Trump Jr. and Kushner have denied any wrongdoing in their contact with Russians during the 2016 election.
Rep. Adam Schiff, the likely incoming chairman of the House Intelligence Committee, told CNN's Wolf Blitzer in October that he wants to bring in witnesses and pursue records regarding Russian money laundering and Trump's businesses.
The House Intelligence Committee first interviewed Trump Jr. privately on December 6, 2017, when he testified about his June 2016 meeting at Trump Tower with Russian operatives after being promised dirt -- which never materialized -- on Democratic presidential candidate Hillary Clinton. Kushner met with members of the House and Senate intelligence committees in July 2017.
Although the Republican-led House Intelligence Committee ended their inquiry into potential collusion between Trump's team and Russia in March, Speier made it clear the Democrats intend to continue investigating potential connections.

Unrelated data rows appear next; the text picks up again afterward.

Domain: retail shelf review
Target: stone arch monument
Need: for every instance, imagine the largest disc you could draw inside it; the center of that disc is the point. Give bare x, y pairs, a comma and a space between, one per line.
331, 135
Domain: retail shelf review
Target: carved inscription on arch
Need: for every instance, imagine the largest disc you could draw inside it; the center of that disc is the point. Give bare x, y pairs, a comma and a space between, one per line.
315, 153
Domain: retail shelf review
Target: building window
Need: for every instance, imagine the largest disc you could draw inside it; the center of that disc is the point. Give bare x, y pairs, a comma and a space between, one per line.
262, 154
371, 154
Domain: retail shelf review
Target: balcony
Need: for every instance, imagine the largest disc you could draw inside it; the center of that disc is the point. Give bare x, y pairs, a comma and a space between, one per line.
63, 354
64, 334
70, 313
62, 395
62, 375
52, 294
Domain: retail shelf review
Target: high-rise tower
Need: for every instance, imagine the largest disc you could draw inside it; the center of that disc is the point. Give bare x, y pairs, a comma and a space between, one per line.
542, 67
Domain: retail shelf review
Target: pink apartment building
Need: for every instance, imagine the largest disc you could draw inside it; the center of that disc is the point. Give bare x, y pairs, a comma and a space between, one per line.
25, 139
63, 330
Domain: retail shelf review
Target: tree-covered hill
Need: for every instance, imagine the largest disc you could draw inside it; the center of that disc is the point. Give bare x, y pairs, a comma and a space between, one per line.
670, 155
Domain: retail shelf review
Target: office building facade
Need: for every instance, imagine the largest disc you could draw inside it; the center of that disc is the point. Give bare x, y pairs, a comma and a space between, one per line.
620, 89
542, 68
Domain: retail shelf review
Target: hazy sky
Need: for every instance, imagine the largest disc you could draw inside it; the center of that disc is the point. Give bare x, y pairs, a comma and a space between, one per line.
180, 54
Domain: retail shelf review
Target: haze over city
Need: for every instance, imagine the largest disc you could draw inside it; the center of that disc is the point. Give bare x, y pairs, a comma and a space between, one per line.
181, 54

"We want to hear from I think a number of people that we have already interviewed," Speier said. "All of the phone bills and phone calls made and all of the direct messages and the emails that were never subpoenaed need to be subpoenaed for the primary persons that were part of the Trump orbit and campaign."
Democratic lawmakers and aides say planning is already underway for how they will use their committee powers — from hearings to subpoenas — to get the answers to their burning questions about matters ranging from Trump campaign contacts with Russian officials to the firing of former FBI Director James Comey. Potential probes into Russia and obstruction are just two of the numerous ways that Democrats are readying oversight of the Trump administration's actions as well as Trump's personal finances once they control the House.